Let’s walk through how to define, document, and scale your voice using smart tools like Baked.
1. What Is Brand Voice (And Why It Matters)?
Your brand voice is the unique way your brand speaks across platforms. It’s a mix of language, attitude, and emotion. Done well, it creates a sense of familiarity—like hearing a friend’s voice in a crowded room.
Think of it this way:
- Duolingo: chaotic, hilarious, Gen Z energy
- Headspace: calm, kind, peaceful guidance
- Notion: clean, thoughtful, quietly confident
Each brand sounds totally different—but always like themselves. That’s the magic of voice.

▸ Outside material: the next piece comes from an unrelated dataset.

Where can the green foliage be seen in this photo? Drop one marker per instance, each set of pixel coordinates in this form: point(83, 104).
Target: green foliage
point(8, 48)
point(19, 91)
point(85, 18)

2. Define Your Brand’s Core Personality
If your brand were a person, what would they be like? How would they speak? Confident and sharp? Chill and cheeky?
Start by answering:
- What do we want people to feel when they read our content? (Inspired, supported, energized?)
- What 3–5 adjectives describe our brand personality?

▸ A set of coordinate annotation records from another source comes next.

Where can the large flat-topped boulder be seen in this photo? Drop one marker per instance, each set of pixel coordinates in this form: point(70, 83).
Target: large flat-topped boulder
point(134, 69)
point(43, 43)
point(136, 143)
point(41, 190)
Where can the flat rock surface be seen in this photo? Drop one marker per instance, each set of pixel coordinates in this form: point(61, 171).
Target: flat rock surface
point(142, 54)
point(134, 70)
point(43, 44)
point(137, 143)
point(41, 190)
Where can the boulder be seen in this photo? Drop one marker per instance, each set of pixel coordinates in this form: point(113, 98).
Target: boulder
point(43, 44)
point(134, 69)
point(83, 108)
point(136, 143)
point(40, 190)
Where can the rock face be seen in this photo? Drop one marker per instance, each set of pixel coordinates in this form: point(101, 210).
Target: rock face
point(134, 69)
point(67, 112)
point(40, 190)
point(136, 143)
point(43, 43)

- What brands do we admire for tone—and why?
Quick exercise:
Create a “We are / We are not” list.
Example:
We are playful, not silly. We are bold, not arrogant. We are clear, not cold.
This helps draw healthy boundaries for your tone.

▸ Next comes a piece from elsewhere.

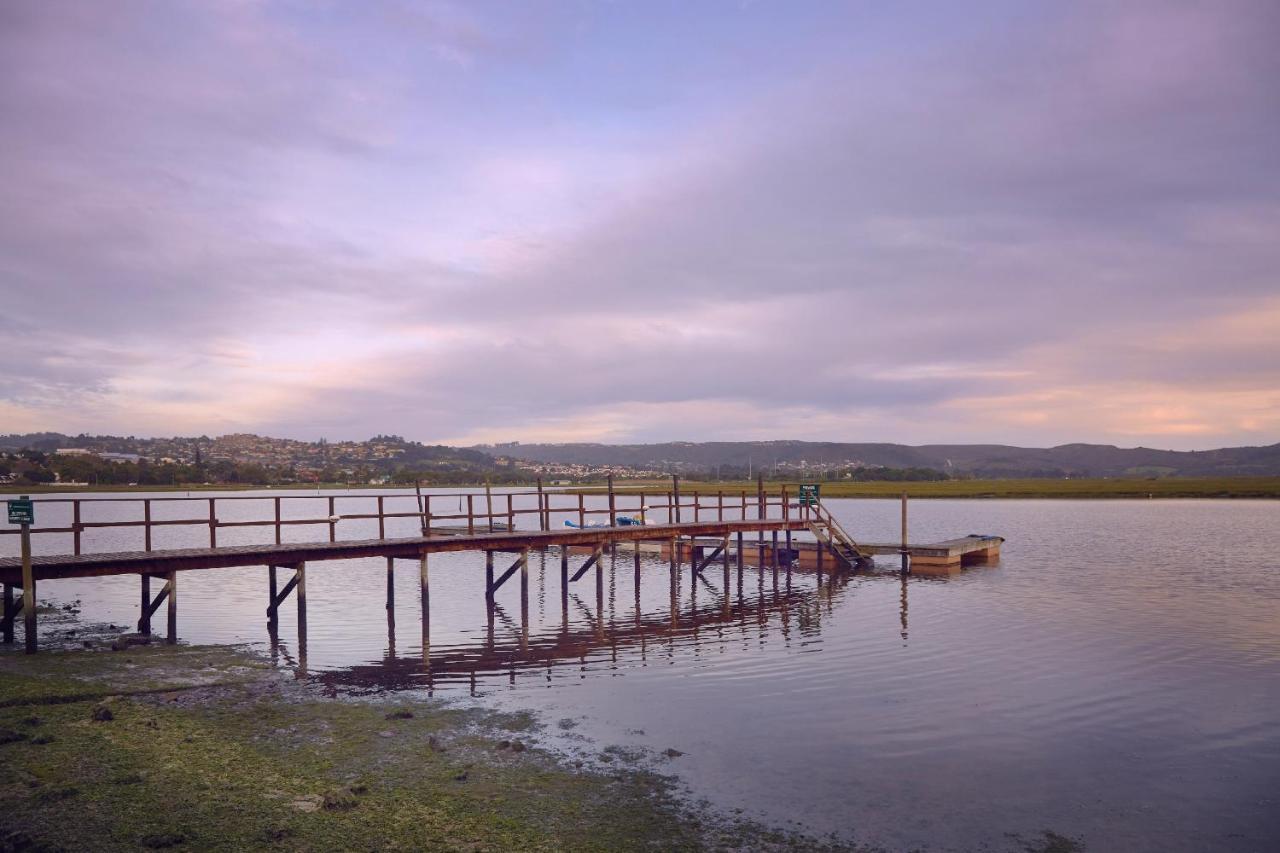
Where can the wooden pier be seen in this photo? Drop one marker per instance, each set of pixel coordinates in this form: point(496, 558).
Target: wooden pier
point(699, 529)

3. Know Your Audience Inside and Out
The best voice in the world doesn’t matter if it doesn’t resonate. You need to speak your audience’s language—not just professionally, but emotionally.
- Are they Gen Z creators? Solopreneurs? Startup founders?
- Do they text with emojis? Use industry terms? Prefer voice notes over emails?
- What makes them feel seen, supported, or excited?
Pro tip: Use social listening, audience feedback, and content performance data to shape how you talk.
4. Pick 3–4 Voice Pillars
Voice pillars are the key traits that ground your brand’s tone. Everything you write should reflect them—on social, in emails, on landing pages, everywhere.
Example for a skincare brand: Friendly, Empowering, Science-backed, Inclusive
These give your content focus and consistency—especially as you grow and work with collaborators or tools.
Another example for a tech startup: Clear, Optimistic, Human, Bold
Don’t just pick buzzwords—choose what actually feels real for your brand.
5. Build a Voice Guide (So Everyone’s Aligned)
This isn’t just for big teams. A voice guide helps you stay on-brand, whether writing manually or using AI.
Here’s what to include:
- Voice pillars with definitions and examples
- Do/Don’t lists for tone, formatting, emojis, punctuation
- Sample sentences (e.g., How we say hello, how we explain a feature)
- Words or phrases to avoid (e.g., buzzwords, jargon, overly formal terms)
It’s your tone bible—and it pays off big when onboarding new teammates or using AI content tools like Baked.
6. Use Baked to Stay On-Voice at Scale
You don’t need a giant content team to sound consistent. Baked’s AI helps you create and schedule content across platforms while keeping your tone just right.
Here’s how it helps:
- Upload your brand voice guide once—then generate content that matches it
- Create platform-native content (e.g., fun & fast for TikTok, smart & polished for LinkedIn)
- Automatically adapt captions, emails, and more without sounding like a robot
- Stay consistent even across large content batches or multiple teammates
Whether you’re creating 10 posts or 200, your voice stays strong.
7. Let Your Voice Evolve (But Stay Rooted)
Your brand voice isn’t static. As you grow, change platforms, or explore new audiences, you might evolve. That’s normal—and healthy.
Just don’t drift so far that you lose who you are.
- New trend? Make it your own.
- Different audience? Adjust your tone, not your soul.
- New team members or tools? Train them with your guide.